The practice of extracting honey then feeding the bees on sugar water, corn
syrup, other similar substitutes, is very common and goes way back.  It
works.  I worked for a beekeeper in my misspent youth who managed to get
several restaurant owners to sell him waste pancake syrup.  He fed his bees
on that over the winter.  Arguing against taking off honey will likely
produce nothing but pushback, especially now when raw honey is bringing in
over 6 bucks a pound in some spot markets this year, a cool fortune to poor
beekeepers, liquid gold.  Taking the honey and feeding them with a cheaper
substitute generally will not weaken the bees.  Unless...

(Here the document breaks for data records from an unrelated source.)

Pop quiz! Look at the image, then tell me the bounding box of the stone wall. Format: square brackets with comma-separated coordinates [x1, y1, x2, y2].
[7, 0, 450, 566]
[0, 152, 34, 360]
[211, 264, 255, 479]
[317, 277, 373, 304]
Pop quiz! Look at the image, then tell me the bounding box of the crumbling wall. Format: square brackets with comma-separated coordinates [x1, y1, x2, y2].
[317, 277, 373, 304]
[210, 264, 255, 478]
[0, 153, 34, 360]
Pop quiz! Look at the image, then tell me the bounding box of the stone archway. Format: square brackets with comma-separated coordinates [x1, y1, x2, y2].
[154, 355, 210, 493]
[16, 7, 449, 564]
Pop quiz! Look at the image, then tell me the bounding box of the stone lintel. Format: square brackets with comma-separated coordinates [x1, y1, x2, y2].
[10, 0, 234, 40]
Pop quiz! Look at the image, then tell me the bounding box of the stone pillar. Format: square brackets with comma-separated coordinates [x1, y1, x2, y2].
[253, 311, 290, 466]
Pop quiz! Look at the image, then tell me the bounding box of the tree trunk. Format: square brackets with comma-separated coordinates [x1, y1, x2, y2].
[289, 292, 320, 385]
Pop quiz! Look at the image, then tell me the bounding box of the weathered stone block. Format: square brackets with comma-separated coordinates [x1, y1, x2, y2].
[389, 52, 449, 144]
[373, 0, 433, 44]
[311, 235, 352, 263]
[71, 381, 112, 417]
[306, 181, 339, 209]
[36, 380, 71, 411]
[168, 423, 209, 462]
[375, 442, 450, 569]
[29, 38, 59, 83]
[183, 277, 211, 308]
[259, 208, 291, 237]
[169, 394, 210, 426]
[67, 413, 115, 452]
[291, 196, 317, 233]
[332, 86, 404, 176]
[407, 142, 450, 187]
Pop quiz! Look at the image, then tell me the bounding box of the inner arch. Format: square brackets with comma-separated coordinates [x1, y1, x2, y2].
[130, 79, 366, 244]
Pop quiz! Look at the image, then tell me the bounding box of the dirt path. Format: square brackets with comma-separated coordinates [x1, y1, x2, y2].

...Unless the substitute has some kind of pesticide that can accumulate over
time in the hives and in the brood, and at some concentration the material
impacts the bee's navigation system such that a swarm becomes disoriented
and cannot find the way home.  Bees navigate by mysterious means; we don't
know the mechanisms which can mess up that system.  Bayer may have
accidentally stumbled onto something which does exactly that, an unintended
harmful consequence.  Can anyone think of an alternate explanation for that
swarm I saw on 1 January where the bees  were on the ground, about 80% dead
of apparent exposure, no signs of ageing on any of them that I could tell,
no obvious internal parasites, no varroa mites, no tracheal mites that I
could find (although the results are not conclusive: I examined only four
bees and I don't know what I am doing.  I tried slicing off the heads and
peering down the trachea with my microscope, but for all I know I could have
been peering down their carotid arteries, assuming bees have carotid
arteries.  I didn't see anything that looked like tracheal mites in there.)
So these bees apparently just couldn't find their way home, so when it was
dark, they just landed and perished of exposure.  A few (6 to 8) were still
alive when I collected the 50 to 60 specimens.

With honey prices thru the roof, and knowing that most beekeepers are very
poor, it is unlikely to help anything if we go about this the wrong way.
Beekeepers now make most of their living renting their hives to fruit
growers.  Back when I was a teen, it was very nearly balanced: the beekeeper
wasn't paid by the citrus guy but he didn't need to rent the fruit trees
either; he made his living off of extracted honey.  Over the years the
balances have consistently tipped in the beekeepers favor: he can rent his
hives easily and close to home.  But honey extractions are still an
important part of his income, especially now when prices are high.  My
notion is to get people to stop buying honey so the price will drop back
down low enough that it isn't worth the labor and extractor investment to
take off the honey.  They just let the bees survive the winter eating their
own stored honey.

I don't know anything about infographics.  But if we do something like that,
it must emphasize that all we can do is to not buy honey, for every time we
buy a jar, that creates demand and that drives up prices, beekeepers take
off as much as they can, feed with something that might contain imidacloprid
or one of the others specifically used on corn which doesn't rely on bees
(corn is pollinated by wind), which might contribute to colony collapse
disorder.  It might be far worse than that, if the neonicotinoids accumulate
over time in the structure of the hives and in the brood, as some
entomologists have suggested.  For the citrus industry and plenty of other
crops, Imidacloprid might be a ticking time-bomb.

Mike I like your idea of a facebook graphic.  In the meantime, If honey is
on the table at a restaurant, don't eat it.  And don't buy any.  Call your
mother and request to do ye likewise.